Minister of Trade
- In office 24 April 2011 – 13 May 2011
- Prime Minister: Serge Vohor; Edward Natapei;
- Preceded by: Ham Lini
- Succeeded by: Ham Lini
- In office 20 June 2011 – September 2012 (interim)
- Preceded by: George Wells

Minister of Finance and Economic Management
- In office 22 September 2008 – 2 December 2010
- Prime Minister: Edward Natapei
- Preceded by: Willie Jimmy
- Succeeded by: Moana Carcasses Kalosil

Member of the ni-Vanuatu Parliament for Espiritu Santo
- In office August 1982 – September 2012

Personal details
- Born: 15 December 1950 Espiritu Santo, New Hebrides (now Vanuatu)
- Died: 21 August 2022 (aged 71) Port Vila, Efate, Vanuatu
- Party: Vanua'aku Pati
- Spouse: Grace Mera Molisa (m. 1976 to 2002; her death)

= Sela Molisa =

Vanuatuan politician (1950–2022)

Sela Molisa (15 December 1950 – 21 August 2022) was a Vanuatuan politician, who was a member of the Parliament of Vanuatu from 1982 to 2012, and occupied several cabinet posts in the government during his career, including four mandates as the minister of finance.

==Education==

Molisa attended a British colonial secondary school in what was then the New Hebrides from 1966 to 1970, before studying at the University of the South Pacific in Suva, Dominion of Fiji from 1971 to 1973. He then studied at the Fiji School of Medicine in 1974.

==Career==

Molisa was a Member of Parliament from 1982 to 2012, representing two constituencies in his home island of Espiritu Santo. He served as Minister of Home Affairs in 1983; as Minister of Foreign Affairs from 1983 to 1987; as Minister of Finance from 1987 to 1991; as Minister of Trade, Commerce and Industry in 1996; as Minister of Finance again from 1998 to 1999; as Minister of Lands and Natural Resources from 2001 to 2002; and as Minister of Finance thrice more from 2002 to 2004 and from 2008 to 2010 and from 2011 to 2012. Each time he held the position of Minister of Finance, he was also Governor of the World Bank Group, the International Monetary Fund and the Asian Development Bank.

In the late 1980s, as Foreign Minister, he oversaw a commercial fishing agreement with the Soviet Union. As Minister of Finance, he oversaw the removing of Vanuatu from the OECD List of Uncooperative Tax Havens. He also sought to encourage the use of coconut oil, derived from Vanuatu-produced copra, to fuel automobiles so as to reduce the country's dependence on imported oil.

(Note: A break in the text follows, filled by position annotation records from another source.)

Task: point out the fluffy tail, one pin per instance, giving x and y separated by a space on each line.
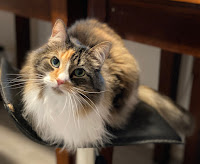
177 117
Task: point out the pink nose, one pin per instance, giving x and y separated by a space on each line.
60 81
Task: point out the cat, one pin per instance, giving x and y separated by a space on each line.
83 79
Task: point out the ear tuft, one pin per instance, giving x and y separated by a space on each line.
59 32
101 51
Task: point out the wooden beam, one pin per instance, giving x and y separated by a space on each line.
58 10
192 148
32 8
172 28
22 28
168 82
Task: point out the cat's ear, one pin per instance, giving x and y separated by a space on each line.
59 32
101 51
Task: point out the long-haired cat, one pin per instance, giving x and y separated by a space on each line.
83 79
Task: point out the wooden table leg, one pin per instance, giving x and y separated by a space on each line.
63 157
22 38
192 148
168 82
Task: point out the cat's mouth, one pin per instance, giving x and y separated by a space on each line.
57 90
61 89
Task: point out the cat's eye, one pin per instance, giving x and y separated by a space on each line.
55 62
79 72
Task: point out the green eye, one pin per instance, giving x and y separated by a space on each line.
80 72
55 62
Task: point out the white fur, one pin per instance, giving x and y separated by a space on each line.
55 119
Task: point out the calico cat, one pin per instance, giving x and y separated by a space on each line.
83 79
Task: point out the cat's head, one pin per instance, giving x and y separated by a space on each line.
64 65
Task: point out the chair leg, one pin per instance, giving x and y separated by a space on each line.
22 38
63 157
168 82
192 148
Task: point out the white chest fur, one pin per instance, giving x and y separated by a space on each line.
55 119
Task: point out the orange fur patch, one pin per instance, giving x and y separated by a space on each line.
64 59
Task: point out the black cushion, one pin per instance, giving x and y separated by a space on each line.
145 124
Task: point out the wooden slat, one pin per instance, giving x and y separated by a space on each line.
97 9
189 1
22 38
192 149
58 10
167 28
28 8
168 82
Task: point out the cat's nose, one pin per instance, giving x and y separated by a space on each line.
59 81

In March 2006, Molisa accused Ham Lini's government of indecisiveness on a number of issues, and attempted to replace him as prime minister though a motion of no confidence in Parliament. Molisa was supported by the Green Confederation, the Melanesian Progressive Party and the Union of Moderate Parties, but the motion failed.

In June 2008, Molisa became chairman of the independent monitoring group tasked with overseeing the preparation of the Republic of the Fiji Islands' People's Charter for Change, Peace and Progress.

In September 2008, he was appointed Finance Minister once more, but lost his post on 2 December 2010 when the Natapei government was ousted in a motion of no confidence, and he sat on the opposition benches for the next four months. On 24 April 2011, new Prime Minister Sato Kilman was himself ousted in a motion of no confidence, and succeeded by Serge Vohor. Vohor appointed Molisa as his Minister of Trade; three weeks later, however, Vohor's election and premiership were voided by the Court of Appeal, and Molisa lost his position in government. On 16 June, Kilman's election and premiership were themselves voided by the Supreme Court, on constitutional grounds, and previous Prime Minister Edward Natapei became caretaker Prime Minister until a new leader could be elected. Molisa was restored as caretaker Minister of Trade.

He later served as Ambassador of Vanuatu to the People’s Republic of China from 2014 to 2015.

Sela Molisa was married to Grace Mera Molisa, an influential politician and poet who died in 2002. They were married in 1976, and both took part in preparing the Constitution of Vanuatu.